いつもあまり恥じらいを見せずに責めて来る悠鬼に言われて我に返った有利は、かぁーっと頬を真っ赤に染めると顔を背けてしまうが、熱が冷め切らないまま再び彼女の手によって視線を合わせられてしまい、羞恥心から逃れる事を許してくれない。

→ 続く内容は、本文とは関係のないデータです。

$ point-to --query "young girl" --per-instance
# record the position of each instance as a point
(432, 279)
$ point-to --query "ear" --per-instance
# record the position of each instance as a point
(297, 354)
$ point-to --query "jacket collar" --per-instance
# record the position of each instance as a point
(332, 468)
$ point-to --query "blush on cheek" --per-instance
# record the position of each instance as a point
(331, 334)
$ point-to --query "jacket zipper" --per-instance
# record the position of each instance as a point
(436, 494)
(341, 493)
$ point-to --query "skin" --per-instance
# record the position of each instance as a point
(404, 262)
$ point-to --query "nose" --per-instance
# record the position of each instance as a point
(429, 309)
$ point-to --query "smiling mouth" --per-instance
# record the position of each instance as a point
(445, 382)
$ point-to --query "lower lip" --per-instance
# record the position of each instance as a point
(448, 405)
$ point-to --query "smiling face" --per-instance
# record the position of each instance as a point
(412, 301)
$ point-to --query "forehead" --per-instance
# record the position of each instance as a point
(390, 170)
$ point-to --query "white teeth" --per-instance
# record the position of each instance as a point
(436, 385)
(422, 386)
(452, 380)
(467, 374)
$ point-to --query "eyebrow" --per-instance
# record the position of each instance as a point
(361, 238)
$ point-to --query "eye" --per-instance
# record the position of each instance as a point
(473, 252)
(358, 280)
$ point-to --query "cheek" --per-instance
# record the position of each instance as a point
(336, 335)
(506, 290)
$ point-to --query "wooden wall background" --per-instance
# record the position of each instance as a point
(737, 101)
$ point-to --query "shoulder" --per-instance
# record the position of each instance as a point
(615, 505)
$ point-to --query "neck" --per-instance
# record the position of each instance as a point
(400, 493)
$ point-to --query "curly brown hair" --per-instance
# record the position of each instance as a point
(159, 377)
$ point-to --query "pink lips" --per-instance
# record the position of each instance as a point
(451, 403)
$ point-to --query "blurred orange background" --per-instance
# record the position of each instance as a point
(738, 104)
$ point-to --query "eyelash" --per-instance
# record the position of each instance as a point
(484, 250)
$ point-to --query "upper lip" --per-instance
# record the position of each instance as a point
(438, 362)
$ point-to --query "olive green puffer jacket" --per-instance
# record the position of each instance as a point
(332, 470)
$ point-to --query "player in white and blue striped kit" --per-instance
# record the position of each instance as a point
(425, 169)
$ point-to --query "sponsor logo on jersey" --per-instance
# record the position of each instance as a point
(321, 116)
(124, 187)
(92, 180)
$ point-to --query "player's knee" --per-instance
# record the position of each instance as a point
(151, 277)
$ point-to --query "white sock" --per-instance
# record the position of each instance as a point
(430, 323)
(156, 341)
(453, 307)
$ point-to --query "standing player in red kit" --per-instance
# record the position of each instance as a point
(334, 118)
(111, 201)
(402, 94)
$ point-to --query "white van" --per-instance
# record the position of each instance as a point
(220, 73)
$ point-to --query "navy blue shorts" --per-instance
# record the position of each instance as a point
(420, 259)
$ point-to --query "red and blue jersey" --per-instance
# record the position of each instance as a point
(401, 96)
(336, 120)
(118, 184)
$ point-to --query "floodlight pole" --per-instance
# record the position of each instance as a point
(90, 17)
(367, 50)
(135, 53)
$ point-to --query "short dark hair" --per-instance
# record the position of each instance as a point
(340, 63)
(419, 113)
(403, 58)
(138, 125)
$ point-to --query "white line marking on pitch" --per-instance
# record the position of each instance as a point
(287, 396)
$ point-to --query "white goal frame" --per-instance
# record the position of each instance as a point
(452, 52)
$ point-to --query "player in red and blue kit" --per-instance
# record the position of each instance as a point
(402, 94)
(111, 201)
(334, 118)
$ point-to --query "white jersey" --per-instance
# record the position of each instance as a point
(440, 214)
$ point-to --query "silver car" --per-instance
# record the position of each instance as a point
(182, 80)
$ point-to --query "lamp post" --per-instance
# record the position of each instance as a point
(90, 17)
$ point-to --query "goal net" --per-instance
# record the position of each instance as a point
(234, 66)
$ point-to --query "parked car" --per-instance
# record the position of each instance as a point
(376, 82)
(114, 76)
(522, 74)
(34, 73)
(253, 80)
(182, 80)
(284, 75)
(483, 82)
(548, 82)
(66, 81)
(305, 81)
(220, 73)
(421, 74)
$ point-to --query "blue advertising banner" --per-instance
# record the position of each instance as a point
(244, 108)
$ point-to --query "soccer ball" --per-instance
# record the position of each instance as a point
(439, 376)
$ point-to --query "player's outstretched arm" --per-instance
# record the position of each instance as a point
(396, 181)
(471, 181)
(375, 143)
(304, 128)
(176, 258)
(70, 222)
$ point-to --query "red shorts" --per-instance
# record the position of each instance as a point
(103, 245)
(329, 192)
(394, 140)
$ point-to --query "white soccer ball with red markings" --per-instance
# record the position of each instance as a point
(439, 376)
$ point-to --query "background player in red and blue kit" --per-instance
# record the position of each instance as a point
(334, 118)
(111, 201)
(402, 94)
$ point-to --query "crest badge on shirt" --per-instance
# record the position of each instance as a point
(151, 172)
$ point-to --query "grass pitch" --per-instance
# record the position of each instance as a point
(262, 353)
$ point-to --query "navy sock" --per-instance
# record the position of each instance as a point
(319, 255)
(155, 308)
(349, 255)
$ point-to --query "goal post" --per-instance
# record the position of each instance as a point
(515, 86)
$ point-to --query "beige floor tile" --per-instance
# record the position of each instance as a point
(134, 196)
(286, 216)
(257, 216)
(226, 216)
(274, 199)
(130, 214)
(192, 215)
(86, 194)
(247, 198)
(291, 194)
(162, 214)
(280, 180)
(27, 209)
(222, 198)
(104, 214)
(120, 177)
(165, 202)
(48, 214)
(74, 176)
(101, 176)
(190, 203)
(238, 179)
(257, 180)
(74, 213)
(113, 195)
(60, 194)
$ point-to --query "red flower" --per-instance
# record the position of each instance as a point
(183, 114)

『私もちゃんと見たいの、有利がどうやって私を愛してくれるのか……一つも見逃したくない』

「……悠鬼」

『私、知ってるつもりで……有利の事何も知らなかったッ……』

「悠鬼には向こうでの俺だけを知ってて欲しかったから」

『何で?』

「魔王とか関係なく、普通の男として今まで通り見て欲しいと思ってた」

眞魔国で起こる事の中には危険な事も沢山あった。
ヴォルフラムの事もだが自分の身に何かあったりして、その度に悠鬼を心配させたり不安にさせたくはないと思う。
隠していた事で逆に傷付けてしまった事を思い知れば、有利は悠鬼を目一杯腕の中に抱き締める。

『私は有利が好きなのよ?』

「ん……俺も悠鬼が好きだよ」

互いに【が】を強調して愛の言葉を囁く。

悠鬼が俺自身を愛してくれているのが痛い程分かる。
俺が何者とか関係なく、【俺】だけを……


触れるだけの口付けから深いものに変えると、舌同士を絡めて緩く吸い上げる。
気持ち良さの中で口の隙間から彼女の甘い声が漏れると、有利の下半身に徐々に熱が集まり始める。
緊張しながらもブラジャーのフックに指を掛けてそっと脱がせると、彼女の細い指が有利の学ランのボタンに触れて来る。

『んぅ……有利も……』

「うん……脱がせてっ」

一旦口を離して至近距離で見つめ合ったまま悠鬼に強請られると、再び唇を塞いで有利の手は彼女の胸に触れる。
有利の悠鬼を触る手付きは本当に優しく、壊れ物を扱うかの様にやんわり揉まれる。

悠鬼の身体は好きな人に触れられているというだけで、小さくピクンピクン反応してしまい、指先が震えて中々ボタンを外せないでいる。